During my sophomore year, I lived on Central Campus—206 Alexander, specifically—which is where my fraternity’s section sits. That location is now past tense, as university officials abruptly announced last week that our organization’s home for the past four years would be razed this summer and that our rising sophomores and juniors would be living off of Swift Avenue, an area of Central Campus so remote most students didn’t realize that it belonged to the University.

While The Chronicle made mention of the frustrations felt from members of my and other affected SLGs, the glaring reality is that this renovation endeavor was made without the consideration and intention of improving the experience of current undergraduates.

As well as anyone who has lived on Central, I recognize the need for the campus to be remade. I was no stranger to mold-ridden bathrooms and walls, crumbling appliances and a lack of general university infrastructure, and in the two years since I’ve left those problems seem to have escalated, sometimes reaching the grotesque. Students who currently live on Central Campus describe HDRL’s attitude towards them as apathetic and unconcerned, and having seen that little to no efforts have been made to address those concerns, there is little to no reason to doubt the verity of the student sentiment.

That’s why the promise of renovations and a new campus construct ring so hollow for many, if not all, the students who still reside there. Yes, pouring $250 million into leveling and rebuilding a decrepit campus will improve the student experience, but not for the next six graduating classes. The buildings on Central have outlived their lifespan by nearly 25 years, and surely in recognizing that these buildings were unsuitable for use—let alone residency—a more cohesive, comprehensive and seamless transition plan could have been put in place.

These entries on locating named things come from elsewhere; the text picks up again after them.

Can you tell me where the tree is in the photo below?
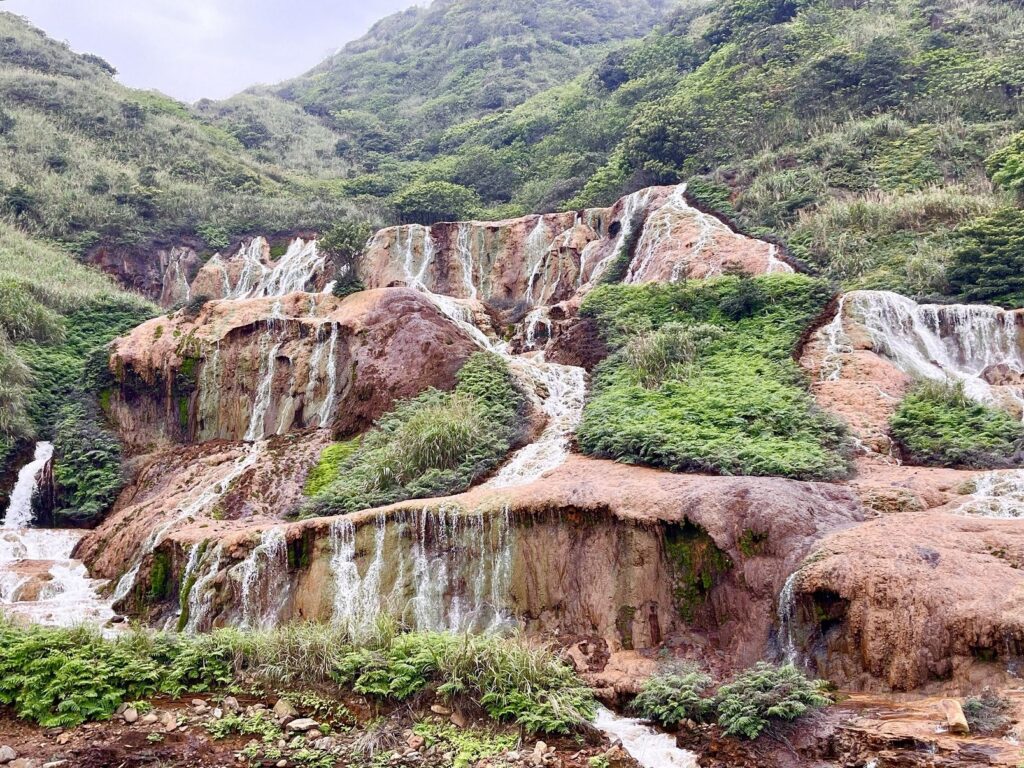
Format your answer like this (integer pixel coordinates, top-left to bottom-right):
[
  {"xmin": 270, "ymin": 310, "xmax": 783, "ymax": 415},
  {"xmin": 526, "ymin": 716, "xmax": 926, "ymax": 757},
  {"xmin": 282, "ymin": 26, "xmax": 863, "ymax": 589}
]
[
  {"xmin": 391, "ymin": 180, "xmax": 479, "ymax": 224},
  {"xmin": 316, "ymin": 221, "xmax": 372, "ymax": 298},
  {"xmin": 949, "ymin": 208, "xmax": 1024, "ymax": 309}
]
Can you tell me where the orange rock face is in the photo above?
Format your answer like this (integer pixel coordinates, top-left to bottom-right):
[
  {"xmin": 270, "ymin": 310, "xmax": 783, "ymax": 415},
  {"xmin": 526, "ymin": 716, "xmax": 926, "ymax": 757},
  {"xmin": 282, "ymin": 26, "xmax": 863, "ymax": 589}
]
[
  {"xmin": 797, "ymin": 511, "xmax": 1024, "ymax": 690},
  {"xmin": 110, "ymin": 289, "xmax": 476, "ymax": 453}
]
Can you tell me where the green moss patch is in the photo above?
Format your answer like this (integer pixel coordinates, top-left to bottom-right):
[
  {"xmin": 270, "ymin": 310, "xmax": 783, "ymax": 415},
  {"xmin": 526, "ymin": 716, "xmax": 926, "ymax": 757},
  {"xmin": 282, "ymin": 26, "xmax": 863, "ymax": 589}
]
[{"xmin": 890, "ymin": 382, "xmax": 1024, "ymax": 469}]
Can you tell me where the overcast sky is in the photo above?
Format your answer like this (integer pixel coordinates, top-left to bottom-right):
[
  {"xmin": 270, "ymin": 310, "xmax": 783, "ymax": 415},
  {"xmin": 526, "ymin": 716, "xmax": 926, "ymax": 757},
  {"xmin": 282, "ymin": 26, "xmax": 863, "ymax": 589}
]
[{"xmin": 0, "ymin": 0, "xmax": 426, "ymax": 101}]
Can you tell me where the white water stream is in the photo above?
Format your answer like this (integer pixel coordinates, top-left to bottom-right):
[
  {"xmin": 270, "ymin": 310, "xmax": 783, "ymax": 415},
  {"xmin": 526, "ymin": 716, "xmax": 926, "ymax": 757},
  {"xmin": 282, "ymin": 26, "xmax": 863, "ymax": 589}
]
[
  {"xmin": 0, "ymin": 442, "xmax": 115, "ymax": 627},
  {"xmin": 594, "ymin": 707, "xmax": 698, "ymax": 768},
  {"xmin": 821, "ymin": 291, "xmax": 1024, "ymax": 406}
]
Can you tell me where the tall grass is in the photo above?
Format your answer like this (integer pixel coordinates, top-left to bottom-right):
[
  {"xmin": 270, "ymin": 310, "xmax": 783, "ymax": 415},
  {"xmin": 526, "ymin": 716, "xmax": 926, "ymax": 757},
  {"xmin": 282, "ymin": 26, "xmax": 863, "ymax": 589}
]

What seems so crazy to me is that the inability to genuinely incorporate the concerns of current students has almost emerged as a larger story than state of the buildings themselves. Black mold and asbestos—even if it is a reported “trace”—should not be present in any home, much less the living spaces at one of the country’s premier academic institutions.

I recognize Duke’s commitment to ensuring both the long-term financial and physical viability of the University. The endowment is not a bottomless pit of cash, even if people assume that it is. That money is very carefully tied up in designated bunches, and ensuring that those numbers continue to grow and are properly allocated prevents the university from aimlessly throwing cash at any problem.

The issue, then, becomes the way in which the administration envisions and executes these massive transitions. Informing large swaths of students that their housing plans will be altered—or eviscerated—only a month before the school year ends hardly constitutes an appropriate warning. The subsequent inability or unwillingness to provide those affected students any sort of latitude in determining new housing arrangements is similarly frustrating. This comes on the heels of years’ worth of neglect in maintaining the most basic of living standards in Central Campus apartments. Dealing with HDRL and the administration shouldn’t feel like an exercise in futility, but a holistic look at the University’s management of Central Campus reveals more setbacks than steps forward.

Four years ago, my fraternity was transferred from Wannamaker to Central Campus during the University’s last great housing model makeover. Back then, members told me they were nervous, averse even, to being driven off West Campus and transferred to an isolated area that more closely resembled a Picasso painting than college. Yet, those members and the classes that followed cultivated a Central Campus living experience that was, in my opinion, vibrant, fun and memorable. There was no library, no gym and no certainly no convenient bus schedule, but the opportunity to carve out a space for your own made it more than worthwhile.

That space is now being bulldozed, and I can’t help but feel for the youngest members of my fraternity. That being said, I have no doubt that the sophomores, freshmen and incoming Dukies that will eventually populate our new Swift section will be able to forge a new identity there. In spite of the mold, bats and asbestos, the Central Campus I’ve grown to love was once seen as a barren and isolated swath of Duke’s expanse. I can’t help but feel the same way about Swift, but if Central Campus as I knew it could endear itself to me, I’m sure that this new section will manage to do the same for future classes. After all, a place is only as good as the people in it, and there are some damn good people moving into that section.

Caleb Ellis is a Trinity senior. His column normally runs on alternate Fridays.